Oh, she doth teach the torches to burn bright!
It seems she hangs upon the cheek of night
Like a rich jewel in an Ethiope’s ear,
Beauty too rich for use, for earth too dear.


He doesn't say "Her pheromes are interacting with my hormones and I am developing reproductive urges towards her."

The second might go: "It is nonsense to ignore scientific fact. Romeo is simply disguising his wish to mate with Juliet in culturally acceptable terms, which owe nothing to reason."

Note weasel-words "only" and "simply."

This is nonsense on both sides (leaving aside the obvious fact that young man don't talk like this very often, and nowadays might well express their desires in rather earthier terms, but "RandJ" is a great play, not a fly-on-the-wall documentary of a lads' night out.)

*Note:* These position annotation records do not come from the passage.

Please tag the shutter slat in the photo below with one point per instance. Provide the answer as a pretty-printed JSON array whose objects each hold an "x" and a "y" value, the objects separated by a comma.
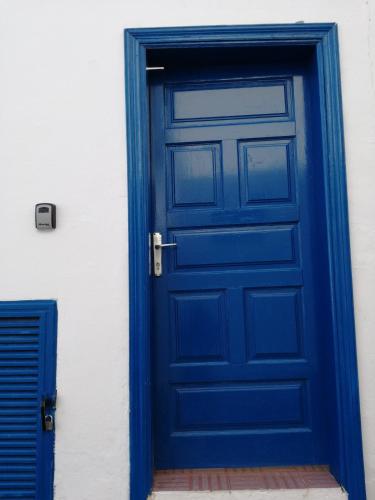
[{"x": 19, "y": 404}]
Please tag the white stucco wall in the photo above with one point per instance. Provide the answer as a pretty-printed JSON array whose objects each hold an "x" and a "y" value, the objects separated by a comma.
[{"x": 62, "y": 139}]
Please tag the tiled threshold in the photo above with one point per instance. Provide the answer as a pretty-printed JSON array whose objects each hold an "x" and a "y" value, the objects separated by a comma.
[{"x": 267, "y": 483}]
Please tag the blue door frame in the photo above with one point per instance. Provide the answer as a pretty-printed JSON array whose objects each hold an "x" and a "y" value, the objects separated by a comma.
[{"x": 323, "y": 37}]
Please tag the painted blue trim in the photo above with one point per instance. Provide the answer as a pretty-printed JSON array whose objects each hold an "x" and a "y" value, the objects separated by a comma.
[
  {"x": 47, "y": 311},
  {"x": 324, "y": 37}
]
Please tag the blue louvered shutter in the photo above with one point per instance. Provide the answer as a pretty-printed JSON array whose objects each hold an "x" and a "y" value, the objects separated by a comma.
[{"x": 27, "y": 376}]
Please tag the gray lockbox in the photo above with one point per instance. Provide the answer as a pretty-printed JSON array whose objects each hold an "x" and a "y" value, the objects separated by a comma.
[{"x": 45, "y": 216}]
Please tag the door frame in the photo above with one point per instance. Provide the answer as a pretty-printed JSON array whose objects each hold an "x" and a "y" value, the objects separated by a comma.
[{"x": 324, "y": 37}]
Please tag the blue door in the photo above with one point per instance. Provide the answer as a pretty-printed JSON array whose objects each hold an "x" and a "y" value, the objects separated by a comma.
[
  {"x": 27, "y": 399},
  {"x": 238, "y": 371}
]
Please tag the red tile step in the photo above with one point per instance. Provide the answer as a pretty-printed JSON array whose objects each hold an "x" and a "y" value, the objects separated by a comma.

The subjective reality of falling in love is every bit as powerful as the scientific explanation of what's happening. It's not either/or. The science is fascinating and rewarding to know, helps us understand our emotions and reactions to each other. To the extent that we now talk of "the right chemistry" when people get together. Shakespeare wouldn't have known what we meant.

The relevance of all this to mindfulness about mortality? It runs alongside and in some ways resembles the hopeless and useless duality of arguments between people who are close-minded about their religious beliefs, and those who are close-minded about scientific fact.

You don't have to believe in God and an afterlife to feel moments of grace, of spiritual profundity, of transcendence. You don't have to be a religious believer to acknowledge the validity of people's feelings about profound matters of life and death. You don't have to be a rigid materialist to wonder at the enlightenments that are coming from neuroscience.

I don't know what the chemical or electrical basis of compassion is, but it seems to be in short supply in our world.

"Faith, hope and charity, these three; and the greatest of these is charity."

That's so obviously true, even to one who believe, in a literal sense, only about one in a thousand of the words in the Bible.

(I'm told "charity" there is a certain kind of selfless love, and so translating it as "love" doesn't really work. Romeo's steam-heat ardour it is not; compassionate it certainly is.)

1 comment:

  1. Ah this gets the bean revving. Truly (I think) wisdom is ambivalence, combined with a disposition to marvel. Nothing looks good pinned and wriggling.